USC hosts Vietnamese delegation
By Jeff Stensland, firstname.lastname@example.org, 803-777-3686
The College of Social Work at the University of South Carolina will host a group of policy officials from Vietnam that is traveling to Columbia to learn about how American social service groups provide support to vulnerable residents.
The group of 23 is part of Vietnam’s Ministry of Labour - Invalids and Social Affairs (MOLISA) and will be in Columbia for two weeks from Monday, Sept. 16 through Saturday, Sept. 28. They will participate in learning sessions taught by USC researchers and top officials from state health and public assistance agencies, including the S.C. Department of Social Services, S.C. Department of Mental Health and the S.C. Department of Health and Human Services.
The group, led by the vice minister of MOLISA, will learn about multiple aspects of providing needed services to veterans, the elderly, disabled, low-income families and the mentally ill. USC social work professor Huong Nguyen, a native of Vietnam who helped organize the trip, said the delegation’s main goal is to find ways to better serve its own citizens.
With a population of nearly 90 million, Vietnam is the world’s 13th most populous country. And while the country’s economy has experienced rapid growth over the past two decades due to free-market reforms, it is only recently that social work has been recognized as a profession.
“Social work is in its infancy in Vietnam, and the delegation members are interested in creating the infrastructure to support services to vulnerable populations,” Nguyen said.
College of Social Work Dean Anna Scheyett said it’s also a chance to build cultural and professional bridges.

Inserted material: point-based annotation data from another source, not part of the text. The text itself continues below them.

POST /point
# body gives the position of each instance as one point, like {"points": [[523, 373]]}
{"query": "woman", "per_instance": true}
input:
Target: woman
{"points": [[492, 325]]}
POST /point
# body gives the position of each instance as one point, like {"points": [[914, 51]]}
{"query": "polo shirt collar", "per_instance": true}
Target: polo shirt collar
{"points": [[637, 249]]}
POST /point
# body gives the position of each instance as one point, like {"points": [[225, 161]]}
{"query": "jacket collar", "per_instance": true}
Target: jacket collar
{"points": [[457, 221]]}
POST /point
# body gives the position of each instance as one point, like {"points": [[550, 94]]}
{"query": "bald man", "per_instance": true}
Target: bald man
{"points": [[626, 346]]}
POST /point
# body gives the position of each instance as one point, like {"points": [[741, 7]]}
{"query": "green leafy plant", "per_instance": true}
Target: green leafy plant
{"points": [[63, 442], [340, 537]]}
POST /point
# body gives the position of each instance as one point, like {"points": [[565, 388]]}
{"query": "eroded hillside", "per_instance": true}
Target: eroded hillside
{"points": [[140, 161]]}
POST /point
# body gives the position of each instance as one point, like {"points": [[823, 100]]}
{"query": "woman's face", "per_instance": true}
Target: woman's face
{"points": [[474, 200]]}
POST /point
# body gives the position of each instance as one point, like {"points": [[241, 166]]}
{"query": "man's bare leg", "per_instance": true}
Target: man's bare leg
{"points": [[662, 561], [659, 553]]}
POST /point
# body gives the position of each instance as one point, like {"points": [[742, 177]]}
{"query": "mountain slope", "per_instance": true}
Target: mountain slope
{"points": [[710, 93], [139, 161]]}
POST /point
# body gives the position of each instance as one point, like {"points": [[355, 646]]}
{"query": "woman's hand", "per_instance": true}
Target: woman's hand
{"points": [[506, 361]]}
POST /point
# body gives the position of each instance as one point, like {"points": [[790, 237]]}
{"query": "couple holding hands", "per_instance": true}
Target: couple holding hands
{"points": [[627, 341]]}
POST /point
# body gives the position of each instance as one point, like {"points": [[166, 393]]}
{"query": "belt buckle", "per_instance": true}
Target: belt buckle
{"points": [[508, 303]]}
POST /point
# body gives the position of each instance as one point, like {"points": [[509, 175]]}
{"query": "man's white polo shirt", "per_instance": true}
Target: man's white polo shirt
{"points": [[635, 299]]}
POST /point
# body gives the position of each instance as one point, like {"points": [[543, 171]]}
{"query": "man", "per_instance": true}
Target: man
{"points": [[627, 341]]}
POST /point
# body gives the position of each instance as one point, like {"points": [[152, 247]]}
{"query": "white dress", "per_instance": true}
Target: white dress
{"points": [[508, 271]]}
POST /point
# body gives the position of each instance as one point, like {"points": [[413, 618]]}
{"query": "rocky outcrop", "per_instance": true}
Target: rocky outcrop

“A visit from the Vietnam MOLISA delegation is a tremendous opportunity for the College of Social Work,” said College of Social Work Dean Anna Scheyett. ”Through this visit we will have the opportunity to collaborate with a country early in its development of social services. We can learn from their innovations and provide them with information and experience grounded in our research and practice. It is, I hope, the beginning of a long and mutually beneficial collaboration.”
Pete Liggett, deputy director for Long Term Care and Behavioral Health at the South Carolina Department of Health and Human Services, said the chance to interact with professionals from across the globe will be mutually beneficial.
“By sharing how communities here and across the world address similar challenges, we can successfully bring innovative, successful ideas to fruition and impart lessons learned,” he said.